Queen, Mother, and Stateswoman: Mariana of Austria and the Government of Spain by Silvia Mitchell, an Associate Professor of History at Purdue University, revisit our understanding of how the Spanish global empire relied on the international relationships created by the noblewomen in modern Europe. The volume is the first in-depth study of Mariana of Austria’s ten-year regency of the global Spanish Empire and her subsequent role as queen mother. In Mitchell’s revisionist account, Mariana emerges as a towering figure at court and on the international stage, and her key collaborators—the secretaries, ministers, and diplomats who have previously been ignored or undervalued—take their rightful place in history.

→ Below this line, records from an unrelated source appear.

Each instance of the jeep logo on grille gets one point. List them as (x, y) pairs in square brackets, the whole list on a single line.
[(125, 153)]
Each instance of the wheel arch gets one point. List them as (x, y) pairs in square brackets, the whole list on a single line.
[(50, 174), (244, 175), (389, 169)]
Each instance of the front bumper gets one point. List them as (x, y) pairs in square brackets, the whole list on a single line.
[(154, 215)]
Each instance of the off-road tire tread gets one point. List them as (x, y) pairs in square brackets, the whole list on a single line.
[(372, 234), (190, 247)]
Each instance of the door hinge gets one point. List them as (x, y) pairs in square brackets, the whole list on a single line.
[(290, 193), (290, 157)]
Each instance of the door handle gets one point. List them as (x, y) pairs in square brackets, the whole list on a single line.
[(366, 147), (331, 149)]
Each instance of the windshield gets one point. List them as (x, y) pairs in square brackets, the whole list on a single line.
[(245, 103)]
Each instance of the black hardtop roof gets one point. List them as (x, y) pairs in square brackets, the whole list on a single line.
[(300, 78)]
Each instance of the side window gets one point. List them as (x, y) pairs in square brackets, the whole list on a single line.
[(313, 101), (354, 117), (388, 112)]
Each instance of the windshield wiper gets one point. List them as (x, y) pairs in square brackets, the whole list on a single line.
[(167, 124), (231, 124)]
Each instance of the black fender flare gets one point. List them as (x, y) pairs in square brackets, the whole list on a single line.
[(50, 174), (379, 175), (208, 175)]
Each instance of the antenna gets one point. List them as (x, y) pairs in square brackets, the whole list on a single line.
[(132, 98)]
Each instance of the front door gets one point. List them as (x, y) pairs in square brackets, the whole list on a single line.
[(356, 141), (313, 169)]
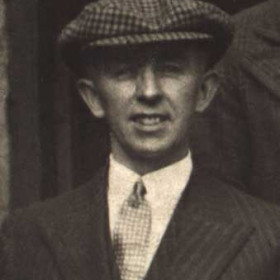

Mariana of Austria (1634-1696) ruled the Spanish global empire during the minority of her son, Carlos II from 1665 to 1676, at one of the monarchy’s most difficult junctures. Spain’s war against Portugal’s bid for independence was essentially lost; decades of enormous military commitments had left Mariana saddled with a virtually bankrupt state, vulnerable frontiers, and a substantially reduced army. Spain’s traditional enemy, the Bourbons of France, was poised to attack. Compounding these challenges was the looming threat of a dynastic crisis. Carlos II was king, but he was three-years-old in an era in which children often died young.
Drawing from previously unmined primary sources, including Council of State deliberations, diplomatic correspondence, Mariana’s and Carlos’s letters, royal household papers, manuscripts, and legal documents, Mitchell presents a new narrative of the Spanish Hapsburg monarchy in the later seventeenth century, while advancing our knowledge of women’s legitimate political entitlement in the early modern period.
Silvia Z. Mitchell specializes in early modern European history with a particular focus on the history of the Spanish Monarchy, queenship, and court studies. Mitchell is also the guest editor of the December 2018 special issue of The Court Historian: The International Journal of Court Studies, on “The Spanish Hapsburg Court during the Reign of Carlos II.”